I want to read large CSV file(contains more than 1 million records) and insert/update the data accordingly. I have used existing outsystems CSVToRecord extension but it is very slow as this extension is loading the entire file in to memory.
So, I wanted to write an extension using outsystem DB API. I am processing the records by using chunk based approach. The initial few chunks are taking very less time but eventually the subsequent chunks are taking more time. In my extension code, I am clearing the list and adding fresh set of recrods when processing next chunk. I think this is because of memory leak.
I also noticed that outsystems DM API doesn't have the provision to perform batch inserts/updates. I couldn't find any class which supports batch inserts/updates. Is there any utility or action which I am not aware ?
I don't know the solution, but I know a collegue of mine has recently done the same. I'll ask him to reply.

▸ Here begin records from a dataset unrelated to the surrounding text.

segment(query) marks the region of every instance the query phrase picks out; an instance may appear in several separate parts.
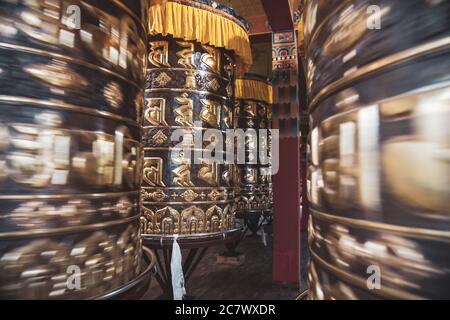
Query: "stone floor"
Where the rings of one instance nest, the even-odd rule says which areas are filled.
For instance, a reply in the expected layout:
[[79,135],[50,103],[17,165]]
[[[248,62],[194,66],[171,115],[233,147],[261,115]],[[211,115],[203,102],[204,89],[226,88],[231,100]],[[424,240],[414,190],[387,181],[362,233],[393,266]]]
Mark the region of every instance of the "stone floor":
[[[217,264],[216,257],[225,248],[210,248],[189,280],[187,294],[200,300],[295,299],[300,293],[298,285],[272,282],[272,241],[270,237],[268,240],[264,246],[261,237],[246,237],[238,247],[239,252],[246,254],[245,262],[240,266]],[[186,255],[187,252],[183,252],[183,256]],[[306,273],[302,276],[305,278]],[[158,299],[161,294],[157,281],[152,281],[144,299]]]

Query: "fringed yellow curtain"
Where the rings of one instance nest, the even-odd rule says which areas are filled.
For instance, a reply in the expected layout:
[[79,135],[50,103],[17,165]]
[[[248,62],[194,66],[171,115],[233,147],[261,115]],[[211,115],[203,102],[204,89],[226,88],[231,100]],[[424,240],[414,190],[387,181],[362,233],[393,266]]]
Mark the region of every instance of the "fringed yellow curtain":
[[250,79],[236,80],[236,98],[273,103],[272,85]]
[[150,35],[172,35],[226,48],[236,54],[238,74],[250,68],[250,40],[238,23],[213,12],[169,0],[152,0],[149,14]]

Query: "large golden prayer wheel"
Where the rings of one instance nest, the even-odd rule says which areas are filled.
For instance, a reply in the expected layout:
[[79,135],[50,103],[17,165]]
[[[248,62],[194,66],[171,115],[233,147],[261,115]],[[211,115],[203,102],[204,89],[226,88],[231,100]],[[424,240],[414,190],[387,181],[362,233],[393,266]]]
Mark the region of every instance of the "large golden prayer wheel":
[[2,1],[1,298],[114,296],[141,277],[147,12]]
[[[235,229],[234,164],[205,153],[217,144],[215,156],[226,160],[236,64],[251,59],[246,23],[231,9],[205,1],[155,2],[150,15],[155,23],[144,110],[145,238],[227,233]],[[214,28],[204,24],[205,17]],[[207,137],[208,129],[218,136]]]
[[[272,211],[270,163],[272,136],[269,131],[272,125],[271,104],[272,86],[264,77],[247,74],[236,81],[236,128],[248,134],[243,140],[243,145],[237,145],[237,148],[245,150],[245,158],[242,159],[245,163],[240,163],[239,159],[236,159],[238,213]],[[260,157],[262,154],[264,156]]]
[[368,4],[332,6],[306,37],[310,296],[449,298],[449,1],[377,1],[379,30],[354,19]]

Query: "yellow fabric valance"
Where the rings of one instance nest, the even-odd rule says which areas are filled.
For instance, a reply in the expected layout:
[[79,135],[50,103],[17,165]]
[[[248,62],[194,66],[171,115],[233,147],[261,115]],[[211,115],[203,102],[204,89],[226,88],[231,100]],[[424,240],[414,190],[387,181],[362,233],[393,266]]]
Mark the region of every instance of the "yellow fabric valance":
[[236,54],[238,74],[247,72],[252,65],[250,40],[244,28],[207,10],[168,0],[153,0],[149,11],[149,33],[172,35],[232,50]]
[[258,80],[237,79],[236,99],[251,99],[272,104],[272,85]]

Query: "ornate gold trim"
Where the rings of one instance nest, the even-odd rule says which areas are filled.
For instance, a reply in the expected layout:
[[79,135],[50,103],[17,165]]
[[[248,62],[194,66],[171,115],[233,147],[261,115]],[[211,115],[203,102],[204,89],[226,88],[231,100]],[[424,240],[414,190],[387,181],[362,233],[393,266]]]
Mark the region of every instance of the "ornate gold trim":
[[207,70],[201,70],[201,69],[188,69],[188,68],[162,68],[162,67],[155,67],[155,68],[147,68],[147,72],[149,71],[183,71],[183,72],[190,72],[190,71],[195,71],[197,73],[205,73],[207,75],[211,75],[214,76],[216,78],[219,78],[221,80],[224,80],[226,82],[231,82],[230,79],[225,78],[219,74],[213,73],[211,71],[207,71]]
[[[192,189],[191,187],[186,187],[186,190]],[[161,202],[154,202],[154,201],[142,201],[142,204],[149,205],[151,204],[153,207],[160,207],[165,205],[183,205],[186,204],[229,204],[234,203],[234,200],[217,200],[217,201],[161,201]]]
[[194,90],[194,89],[184,89],[184,88],[153,88],[153,89],[146,89],[145,92],[191,92],[191,93],[197,93],[197,94],[204,94],[204,95],[210,95],[225,101],[230,101],[229,98],[225,96],[221,96],[216,93],[208,92],[208,91],[201,91],[201,90]]

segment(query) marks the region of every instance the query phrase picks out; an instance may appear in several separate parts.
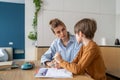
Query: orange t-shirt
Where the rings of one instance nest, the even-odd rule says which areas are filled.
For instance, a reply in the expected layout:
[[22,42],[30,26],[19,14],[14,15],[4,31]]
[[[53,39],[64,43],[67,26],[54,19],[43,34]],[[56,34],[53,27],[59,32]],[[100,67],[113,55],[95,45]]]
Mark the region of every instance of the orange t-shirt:
[[74,74],[87,73],[95,80],[106,80],[106,68],[101,51],[94,41],[90,41],[87,46],[82,46],[71,63],[62,60],[59,65]]

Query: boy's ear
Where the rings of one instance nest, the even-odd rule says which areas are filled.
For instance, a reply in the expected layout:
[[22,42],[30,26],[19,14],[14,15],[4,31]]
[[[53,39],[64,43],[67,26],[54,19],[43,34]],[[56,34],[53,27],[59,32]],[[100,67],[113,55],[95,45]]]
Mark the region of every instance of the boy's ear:
[[82,33],[81,31],[79,32],[79,36],[80,36],[80,37],[82,37],[82,36],[83,36],[83,33]]

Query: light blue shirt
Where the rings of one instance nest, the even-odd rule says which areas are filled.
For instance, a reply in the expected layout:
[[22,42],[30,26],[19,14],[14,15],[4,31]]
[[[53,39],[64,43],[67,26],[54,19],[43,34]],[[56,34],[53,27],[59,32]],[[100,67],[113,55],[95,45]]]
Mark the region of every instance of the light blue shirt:
[[74,35],[70,35],[70,40],[67,46],[64,46],[59,38],[55,39],[50,48],[42,55],[41,63],[51,61],[56,52],[59,52],[65,61],[71,62],[78,51],[80,50],[81,43],[78,44]]

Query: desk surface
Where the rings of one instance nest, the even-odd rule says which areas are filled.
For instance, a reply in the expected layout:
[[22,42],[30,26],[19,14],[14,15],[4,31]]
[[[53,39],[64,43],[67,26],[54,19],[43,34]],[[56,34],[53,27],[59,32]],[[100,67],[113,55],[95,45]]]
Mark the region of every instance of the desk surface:
[[0,80],[93,80],[85,75],[74,75],[73,78],[36,78],[34,73],[39,69],[39,61],[35,62],[32,70],[21,70],[20,68],[0,71]]

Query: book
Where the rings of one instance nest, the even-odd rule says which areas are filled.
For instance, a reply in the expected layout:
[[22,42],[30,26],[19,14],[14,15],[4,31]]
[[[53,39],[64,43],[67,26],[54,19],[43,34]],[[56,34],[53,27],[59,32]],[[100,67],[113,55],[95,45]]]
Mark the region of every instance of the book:
[[0,62],[0,70],[11,69],[13,61]]
[[40,68],[35,77],[48,77],[48,78],[73,78],[73,74],[66,69],[57,68]]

Did you measure where your chunks were taking more time? It would be nice to know if it is the database inserts that get slower, or if it is reading the file that gets slower. The last time I did something like this, I created a .NET extension to read a file from up from a certain point (using seek) that returned a list of records to Service Studio.
Then i used this extension http://www.outsystems.com/forge/component/1117/bulkinsert/ to do batch inserts. If your table has indexes, disabling them during the insert and enabling them after may speed up your process.
If you also need to do updates, then you may want to consider inserting your records into a staging table and using MERGE (https://msdn.microsoft.com/en-us/library/bb510625.aspx), assuming you have SQL Server as your database. If you go the MERGE route, you may want to grant additional permissions to the OSRUNTIME user, so it can use TRUNCATE TABLE on the staging table.